Asimismo, los trenes que viajan hacia países como Alemania han reducido su número de vagones y, ahora, trayectos que hacían llenos de pasajeros los recorren casi desocupados.

Así lo relata el colombiano Óscar Franco, director del Instituto de Medicina Social y Preventiva de la Universidad de Berna, uno de los más importantes centros para la investigación en salud pública de Suiza y Europa y quien también es profesor titular adjunto de la Universidad de Harvard y de la Universidad Erasmo de Rotterdam (Holanda)

Nacido en Bucaramanga, Franco primero estudió medicina en la Universidad Javeriana (Bogotá) y después hizo una maestría en epidemiología y un doctorado en salud pública en la Universidad Erasmo de Rotterdam.

Franco ha trabajado como profesor asistente de la Universidad de Cambridge, en Inglaterra, donde se especializó y dirigió el programa de salud pública. En el 2012 fue nombrado profesor titular de la Universidad Erasmo de Rotterdam, donde dirigió el programa de medicina vascular y envejecimiento. Fue director del programa de ciencias de la salud en esa institución antes de que lo llamaran desde Berna para dirigir el instituto que ahora tiene a su cargo.
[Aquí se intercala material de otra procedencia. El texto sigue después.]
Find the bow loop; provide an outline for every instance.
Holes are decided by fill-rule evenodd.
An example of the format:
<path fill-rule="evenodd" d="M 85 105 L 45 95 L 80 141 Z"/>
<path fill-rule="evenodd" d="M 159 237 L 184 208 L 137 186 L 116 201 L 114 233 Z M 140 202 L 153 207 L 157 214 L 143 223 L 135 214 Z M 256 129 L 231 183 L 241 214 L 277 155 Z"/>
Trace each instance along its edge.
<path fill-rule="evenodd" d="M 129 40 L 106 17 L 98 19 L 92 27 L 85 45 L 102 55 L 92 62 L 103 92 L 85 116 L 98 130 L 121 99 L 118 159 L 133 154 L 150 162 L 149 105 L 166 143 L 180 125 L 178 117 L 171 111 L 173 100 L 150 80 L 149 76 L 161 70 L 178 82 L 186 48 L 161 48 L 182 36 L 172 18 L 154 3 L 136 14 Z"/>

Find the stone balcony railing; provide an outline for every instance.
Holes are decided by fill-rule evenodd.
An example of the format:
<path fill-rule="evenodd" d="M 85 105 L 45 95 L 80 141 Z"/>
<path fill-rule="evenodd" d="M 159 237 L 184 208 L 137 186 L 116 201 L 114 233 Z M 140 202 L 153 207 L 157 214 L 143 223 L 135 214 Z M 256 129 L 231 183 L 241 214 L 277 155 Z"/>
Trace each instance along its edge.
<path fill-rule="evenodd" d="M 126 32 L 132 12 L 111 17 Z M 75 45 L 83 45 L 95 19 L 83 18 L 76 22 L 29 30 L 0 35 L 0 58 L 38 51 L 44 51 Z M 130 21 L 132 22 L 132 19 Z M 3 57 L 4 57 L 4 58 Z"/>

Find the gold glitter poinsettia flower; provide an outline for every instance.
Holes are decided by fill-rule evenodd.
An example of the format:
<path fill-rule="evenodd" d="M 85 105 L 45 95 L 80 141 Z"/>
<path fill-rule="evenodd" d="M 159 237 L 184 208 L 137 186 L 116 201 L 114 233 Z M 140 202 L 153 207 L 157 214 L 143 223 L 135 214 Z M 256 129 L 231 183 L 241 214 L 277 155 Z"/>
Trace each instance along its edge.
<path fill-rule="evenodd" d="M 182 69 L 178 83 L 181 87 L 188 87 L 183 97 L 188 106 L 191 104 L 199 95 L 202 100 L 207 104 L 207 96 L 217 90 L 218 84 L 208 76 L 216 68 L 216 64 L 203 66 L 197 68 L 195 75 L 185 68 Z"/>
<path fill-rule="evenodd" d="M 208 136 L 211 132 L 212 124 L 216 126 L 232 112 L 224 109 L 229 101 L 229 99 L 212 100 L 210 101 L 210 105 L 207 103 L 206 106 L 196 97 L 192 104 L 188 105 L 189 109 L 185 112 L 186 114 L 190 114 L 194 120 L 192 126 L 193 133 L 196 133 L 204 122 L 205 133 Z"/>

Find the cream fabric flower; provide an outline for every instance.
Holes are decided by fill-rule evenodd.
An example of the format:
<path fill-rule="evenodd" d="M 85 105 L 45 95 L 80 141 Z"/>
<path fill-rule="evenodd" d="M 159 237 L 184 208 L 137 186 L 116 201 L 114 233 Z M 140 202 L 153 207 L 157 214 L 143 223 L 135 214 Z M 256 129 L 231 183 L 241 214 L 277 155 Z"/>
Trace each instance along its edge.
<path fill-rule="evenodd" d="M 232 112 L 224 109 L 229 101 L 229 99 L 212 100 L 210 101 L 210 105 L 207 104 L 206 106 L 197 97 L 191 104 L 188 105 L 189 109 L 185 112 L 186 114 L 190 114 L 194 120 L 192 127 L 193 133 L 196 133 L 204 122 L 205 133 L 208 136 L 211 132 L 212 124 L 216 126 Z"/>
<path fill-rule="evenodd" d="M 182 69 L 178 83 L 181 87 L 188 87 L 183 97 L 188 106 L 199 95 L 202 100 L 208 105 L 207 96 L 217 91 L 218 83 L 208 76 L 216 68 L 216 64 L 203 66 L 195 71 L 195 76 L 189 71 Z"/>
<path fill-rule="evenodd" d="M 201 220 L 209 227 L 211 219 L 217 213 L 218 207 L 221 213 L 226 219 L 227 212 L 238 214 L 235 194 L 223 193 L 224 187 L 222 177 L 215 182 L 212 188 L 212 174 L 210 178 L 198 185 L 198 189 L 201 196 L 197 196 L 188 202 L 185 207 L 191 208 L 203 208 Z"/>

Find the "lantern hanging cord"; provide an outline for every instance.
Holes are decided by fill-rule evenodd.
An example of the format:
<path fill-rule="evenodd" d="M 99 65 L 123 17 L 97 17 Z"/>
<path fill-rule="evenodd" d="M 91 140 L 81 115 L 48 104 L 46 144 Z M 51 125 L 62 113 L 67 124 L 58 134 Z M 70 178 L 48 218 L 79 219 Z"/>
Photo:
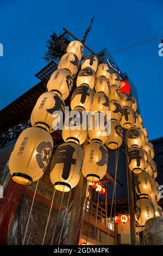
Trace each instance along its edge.
<path fill-rule="evenodd" d="M 83 213 L 82 213 L 82 217 L 81 220 L 80 221 L 80 223 L 79 223 L 79 225 L 78 231 L 77 232 L 75 241 L 77 240 L 77 236 L 78 236 L 78 233 L 80 230 L 81 227 L 82 227 L 82 225 L 83 225 L 84 218 L 84 216 L 85 216 L 85 209 L 86 209 L 86 205 L 87 205 L 87 192 L 88 192 L 88 189 L 89 189 L 89 183 L 87 182 L 87 185 L 86 185 L 86 188 L 85 197 L 84 204 L 83 204 L 84 206 L 83 206 Z M 84 209 L 85 209 L 85 210 L 84 210 Z"/>
<path fill-rule="evenodd" d="M 54 201 L 54 195 L 55 195 L 55 191 L 56 191 L 56 189 L 55 189 L 54 190 L 54 193 L 53 193 L 53 198 L 52 198 L 52 200 L 51 208 L 50 208 L 50 210 L 49 210 L 49 215 L 48 215 L 47 222 L 47 223 L 46 223 L 46 228 L 45 228 L 45 233 L 44 233 L 44 236 L 43 236 L 43 240 L 42 240 L 42 245 L 43 245 L 43 243 L 44 243 L 44 241 L 45 241 L 45 236 L 46 236 L 46 232 L 47 232 L 47 227 L 48 227 L 48 224 L 49 224 L 49 219 L 50 219 L 50 216 L 51 216 L 51 211 L 52 211 L 52 206 L 53 206 L 53 201 Z"/>
<path fill-rule="evenodd" d="M 68 196 L 68 200 L 67 200 L 67 205 L 66 205 L 66 210 L 65 210 L 65 216 L 64 216 L 64 221 L 63 221 L 63 223 L 62 223 L 62 228 L 61 228 L 61 232 L 60 232 L 60 236 L 59 236 L 59 242 L 58 242 L 58 245 L 60 245 L 60 240 L 61 240 L 61 235 L 62 235 L 62 231 L 63 231 L 63 228 L 64 228 L 64 224 L 65 224 L 66 216 L 66 215 L 67 215 L 67 210 L 68 210 L 69 201 L 70 201 L 70 199 L 71 192 L 71 189 L 70 189 L 70 193 L 69 193 L 69 196 Z"/>
<path fill-rule="evenodd" d="M 35 190 L 34 196 L 33 196 L 33 201 L 32 201 L 32 203 L 31 207 L 30 207 L 30 212 L 29 212 L 29 217 L 28 217 L 28 221 L 27 221 L 27 225 L 26 225 L 25 234 L 24 234 L 23 240 L 22 245 L 24 245 L 24 242 L 25 242 L 25 240 L 26 240 L 26 238 L 27 231 L 27 229 L 28 229 L 28 228 L 29 220 L 30 220 L 30 216 L 31 216 L 32 211 L 32 209 L 33 209 L 33 204 L 34 204 L 34 201 L 35 198 L 36 190 L 37 190 L 38 184 L 39 184 L 39 180 L 37 180 L 36 186 L 36 187 L 35 187 Z"/>
<path fill-rule="evenodd" d="M 95 241 L 96 241 L 96 231 L 97 231 L 98 209 L 98 204 L 99 204 L 99 189 L 98 193 L 97 206 L 97 210 L 96 210 L 96 225 L 95 225 L 95 237 L 94 237 L 94 243 L 95 243 Z"/>
<path fill-rule="evenodd" d="M 62 190 L 62 198 L 61 198 L 61 201 L 60 201 L 60 207 L 59 207 L 59 212 L 58 212 L 58 213 L 57 219 L 57 222 L 56 222 L 56 223 L 55 223 L 55 227 L 54 227 L 54 231 L 53 231 L 53 236 L 52 236 L 52 239 L 51 245 L 53 245 L 53 240 L 54 240 L 54 235 L 55 235 L 55 230 L 56 230 L 57 225 L 57 224 L 58 224 L 58 221 L 59 221 L 59 215 L 60 215 L 60 210 L 61 210 L 61 206 L 62 206 L 62 201 L 63 201 L 63 199 L 64 199 L 64 194 L 65 194 L 65 192 L 64 192 L 64 189 L 65 189 L 65 186 L 64 186 L 63 190 Z"/>
<path fill-rule="evenodd" d="M 117 149 L 116 150 L 116 150 L 117 150 Z M 110 211 L 110 220 L 109 221 L 109 225 L 108 225 L 109 231 L 108 231 L 108 240 L 107 240 L 107 244 L 108 245 L 108 243 L 109 243 L 109 233 L 110 233 L 110 228 L 110 228 L 110 220 L 111 220 L 111 215 L 112 215 L 112 206 L 113 206 L 113 203 L 114 203 L 114 194 L 115 194 L 115 187 L 116 187 L 116 182 L 117 182 L 117 172 L 118 157 L 119 157 L 119 148 L 118 148 L 118 153 L 117 153 L 117 159 L 116 158 L 115 182 L 114 182 L 114 188 L 113 188 L 112 202 L 111 202 L 111 211 Z"/>

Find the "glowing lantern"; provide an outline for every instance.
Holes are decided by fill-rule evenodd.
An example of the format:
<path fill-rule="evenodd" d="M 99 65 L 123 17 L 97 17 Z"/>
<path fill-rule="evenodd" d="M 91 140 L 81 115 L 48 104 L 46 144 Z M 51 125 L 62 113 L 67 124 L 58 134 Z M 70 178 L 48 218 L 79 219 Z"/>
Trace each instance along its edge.
<path fill-rule="evenodd" d="M 128 106 L 129 108 L 131 108 L 132 98 L 130 96 L 130 94 L 126 93 L 126 92 L 123 92 L 123 93 L 122 93 L 121 106 L 122 108 L 125 106 Z"/>
<path fill-rule="evenodd" d="M 75 88 L 71 100 L 72 110 L 81 108 L 86 111 L 90 110 L 93 93 L 87 85 L 83 84 Z"/>
<path fill-rule="evenodd" d="M 101 189 L 102 189 L 102 186 L 101 186 L 101 185 L 100 185 L 100 184 L 99 184 L 98 185 L 98 186 L 97 186 L 97 188 L 96 188 L 96 191 L 97 192 L 99 192 L 99 191 L 101 190 Z"/>
<path fill-rule="evenodd" d="M 128 94 L 130 93 L 130 86 L 129 83 L 126 80 L 121 81 L 120 90 L 121 93 L 126 92 Z"/>
<path fill-rule="evenodd" d="M 116 224 L 118 224 L 120 222 L 120 217 L 119 215 L 116 215 L 115 216 L 115 223 Z"/>
<path fill-rule="evenodd" d="M 118 104 L 121 103 L 121 93 L 118 86 L 113 85 L 110 87 L 109 98 L 110 102 L 114 100 Z"/>
<path fill-rule="evenodd" d="M 98 92 L 94 95 L 91 107 L 91 111 L 103 111 L 104 116 L 109 110 L 109 98 L 104 92 Z"/>
<path fill-rule="evenodd" d="M 85 68 L 82 69 L 78 74 L 77 79 L 77 86 L 80 86 L 82 84 L 86 84 L 91 89 L 95 86 L 96 74 L 91 68 Z"/>
<path fill-rule="evenodd" d="M 151 165 L 152 166 L 153 170 L 154 178 L 156 178 L 158 176 L 157 166 L 155 162 L 153 160 L 152 160 L 151 162 Z"/>
<path fill-rule="evenodd" d="M 109 148 L 116 150 L 119 147 L 123 141 L 123 130 L 117 121 L 111 120 L 110 134 L 108 136 L 106 145 Z"/>
<path fill-rule="evenodd" d="M 145 144 L 143 140 L 141 131 L 136 128 L 131 128 L 127 130 L 127 145 L 131 148 L 133 147 L 143 147 Z"/>
<path fill-rule="evenodd" d="M 140 197 L 148 197 L 151 194 L 152 187 L 149 174 L 145 171 L 134 175 L 135 191 Z"/>
<path fill-rule="evenodd" d="M 99 193 L 101 195 L 104 195 L 105 193 L 105 188 L 104 187 L 102 187 Z"/>
<path fill-rule="evenodd" d="M 89 144 L 84 150 L 82 172 L 90 182 L 98 182 L 107 170 L 108 150 L 97 142 Z"/>
<path fill-rule="evenodd" d="M 80 180 L 84 152 L 74 143 L 63 143 L 56 150 L 50 174 L 54 188 L 68 192 Z"/>
<path fill-rule="evenodd" d="M 83 69 L 89 67 L 91 68 L 95 72 L 96 72 L 97 66 L 98 59 L 95 55 L 91 54 L 90 55 L 87 55 L 84 58 L 82 61 L 81 68 Z"/>
<path fill-rule="evenodd" d="M 64 100 L 68 96 L 73 86 L 73 77 L 70 71 L 57 69 L 48 81 L 47 88 L 49 92 L 60 94 Z"/>
<path fill-rule="evenodd" d="M 42 93 L 37 100 L 30 117 L 32 126 L 41 127 L 52 133 L 58 129 L 65 110 L 65 103 L 53 92 Z"/>
<path fill-rule="evenodd" d="M 108 125 L 104 115 L 98 112 L 89 121 L 87 139 L 89 142 L 99 141 L 104 144 L 108 138 Z"/>
<path fill-rule="evenodd" d="M 53 147 L 53 139 L 46 130 L 38 127 L 24 130 L 9 159 L 12 181 L 22 185 L 30 185 L 40 178 L 48 165 Z"/>
<path fill-rule="evenodd" d="M 99 64 L 96 72 L 96 78 L 98 78 L 100 76 L 105 76 L 107 79 L 109 79 L 110 76 L 110 72 L 111 70 L 107 64 Z"/>
<path fill-rule="evenodd" d="M 94 183 L 93 184 L 92 186 L 92 188 L 93 188 L 94 189 L 96 189 L 98 187 L 98 183 Z"/>
<path fill-rule="evenodd" d="M 110 102 L 111 120 L 119 122 L 122 118 L 122 108 L 116 102 Z"/>
<path fill-rule="evenodd" d="M 63 126 L 62 136 L 65 142 L 84 142 L 87 136 L 86 116 L 80 109 L 71 110 L 66 115 Z"/>
<path fill-rule="evenodd" d="M 134 173 L 140 173 L 145 169 L 145 156 L 142 148 L 132 147 L 129 149 L 128 151 L 127 158 L 129 168 Z"/>
<path fill-rule="evenodd" d="M 124 107 L 122 109 L 121 126 L 125 129 L 130 129 L 135 122 L 135 112 L 132 109 Z"/>
<path fill-rule="evenodd" d="M 95 93 L 103 92 L 108 97 L 109 97 L 109 81 L 105 76 L 100 76 L 95 80 L 94 87 Z"/>
<path fill-rule="evenodd" d="M 71 72 L 73 76 L 76 74 L 79 67 L 79 61 L 77 56 L 72 53 L 68 52 L 64 54 L 61 58 L 58 66 L 58 69 L 65 68 Z"/>
<path fill-rule="evenodd" d="M 154 215 L 154 206 L 151 200 L 141 198 L 136 201 L 137 222 L 140 226 L 144 226 L 147 219 L 153 218 Z"/>
<path fill-rule="evenodd" d="M 132 100 L 132 106 L 131 108 L 134 110 L 135 112 L 137 110 L 137 102 L 135 98 L 131 97 L 131 100 Z"/>
<path fill-rule="evenodd" d="M 127 222 L 128 218 L 126 215 L 123 215 L 121 216 L 121 221 L 123 223 L 126 223 Z"/>
<path fill-rule="evenodd" d="M 121 78 L 117 73 L 111 74 L 109 78 L 110 86 L 117 85 L 118 87 L 120 87 L 121 84 Z"/>
<path fill-rule="evenodd" d="M 151 159 L 152 159 L 153 158 L 154 158 L 154 147 L 153 147 L 153 144 L 151 142 L 148 142 L 148 145 L 150 148 L 150 153 L 151 153 Z"/>
<path fill-rule="evenodd" d="M 155 212 L 156 217 L 162 217 L 162 209 L 158 205 L 158 210 Z"/>
<path fill-rule="evenodd" d="M 72 41 L 68 44 L 67 49 L 67 52 L 72 52 L 74 53 L 80 61 L 84 52 L 84 47 L 80 41 Z"/>

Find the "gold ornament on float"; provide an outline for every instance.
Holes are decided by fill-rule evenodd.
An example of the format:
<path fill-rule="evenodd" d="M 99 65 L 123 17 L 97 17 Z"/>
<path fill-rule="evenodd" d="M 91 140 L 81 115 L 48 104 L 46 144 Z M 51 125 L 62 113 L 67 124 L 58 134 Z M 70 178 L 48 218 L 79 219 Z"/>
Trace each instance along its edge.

Con más de 680 artículos académicos, su campo de investigación principal ha sido la prevención de la pandemia de la enfermedad cardiovascular y de las enfermedades relacionadas con los procesos de envejecimiento. Como epidemiólogo y salubrista, su trabajo consiste en manejar, modelar y comunicar los efectos de las epidemias en las poblaciones.

En el instituto en el que trabaja hay 170 investigadores distribuidos en 14 grupos de investigación en áreas como enfermedades infecciosas, salud planetaria, cambio climático y salud, enfermedad cardiovascular y VIH, entre otras. El instituto tiene como responsabilidad trabajar con las instituciones gubernamentales como la Secretaria Nacional de Salud (entidad equivalente al ministerio de Salud) para producir la información y las recomendaciones para la población general.

Nota: Esta entrevista fue hecha vía telefónica el miércoles 11 de marzo, cuando el investigador se encontraba en su instituto. Antes, ese mismo día, Franco asistió a un almuerzo de trabajó en el que estuvo una persona que después fue diagnosticada con coronavirus. Franco fue notificado el viernes 13 de marzo, razón por la cual decidió aislarse voluntariamente en el ático de su casa para proteger a su esposa, a su hijo y a las demás personas. 

¿Cuál es la diferencia entre una epidemia causada por enfermedades cardiovasculares y una como la que estamos viviendo, generada por una enfermedad infecciona como los virus?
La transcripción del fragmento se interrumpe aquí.